Abdomen robust, almost symmetrical, longer than wide (1.06-mm long, 0.46-mm
wide), with 7 visible abdominal segments; covered by wings bearing dense transversal
rows of microtrichia; abdominal segment I damaged; abdominal segments I-IV lateral;
abdominal segment VII tapering, with dense transversal rows of microtrichia and long
terminal setae, without protruding tube.
Palaeoenvironment: The majority of extant thrips are phytophagous, while a few
others are mycophagous or predaceous. Some of them damage crops and horticul-
tural plants. A few are significant pollinators (Zhang et al. 2019). Notwithstanding that
there would have been multiple switches in feeding habits during the evolution of thrips,
leaf-feeding is considered to be a plesiomorphic character (ancestral), while flower-
feeding is a derived state (Zhang et al. 2019).
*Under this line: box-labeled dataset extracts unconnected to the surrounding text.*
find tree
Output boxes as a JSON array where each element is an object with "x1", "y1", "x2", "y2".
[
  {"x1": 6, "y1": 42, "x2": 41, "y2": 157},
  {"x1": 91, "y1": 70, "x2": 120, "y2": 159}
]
The thrips was preserved underneath
Afriparosiphis adamas Mnguni, Badenhorst and Bamford, a species of an aphid
described and informally named in another work. This suggests that aphids and thrips
co-existed.
Remarks: Unfortunately, the specimen was damaged when the late Dr. I.J. McKay
attempted to expose more of it. Initially, only the abdomen and a bit of the thorax were
visible. Curiosity led to more exposure of the specimen. It turned out to be worth the
effort; however, this exercise damaged the fossil in the end. Fortunately, it has
enough characters to still warrant its description. We have decided not to name
it because it lacks diagnostic characteristics.
Discussion
The work reports on a specimen belonging to Terebrantia. It shares morphological
resemblance with Cretothrips antiquus Grimaldi (Grimaldi et al. 2004). Thrips are
known to be one of the earliest gymnosperm pollen feeders and pollinators since the
Late Permian (Peñalver et al. 2012). There are two species of Gymnopollisthrips
Peñalver, Nel & Nel that have been reported to be early pollinators of Mesozoic
gymnosperms. However, they became more prevalent in the Early Cretaceous. To
support this notion, syninclusions of pollen have also been found in some specimens
(Peñalver et al. 2012). Many living adult thrips can be found with one or more pollen
grains on their bodies. However, pollination requires an experimental proof of pollen
transfer. No study has been done on this. An accidental pollination remains possible,
as is the case with many other insect pollinators.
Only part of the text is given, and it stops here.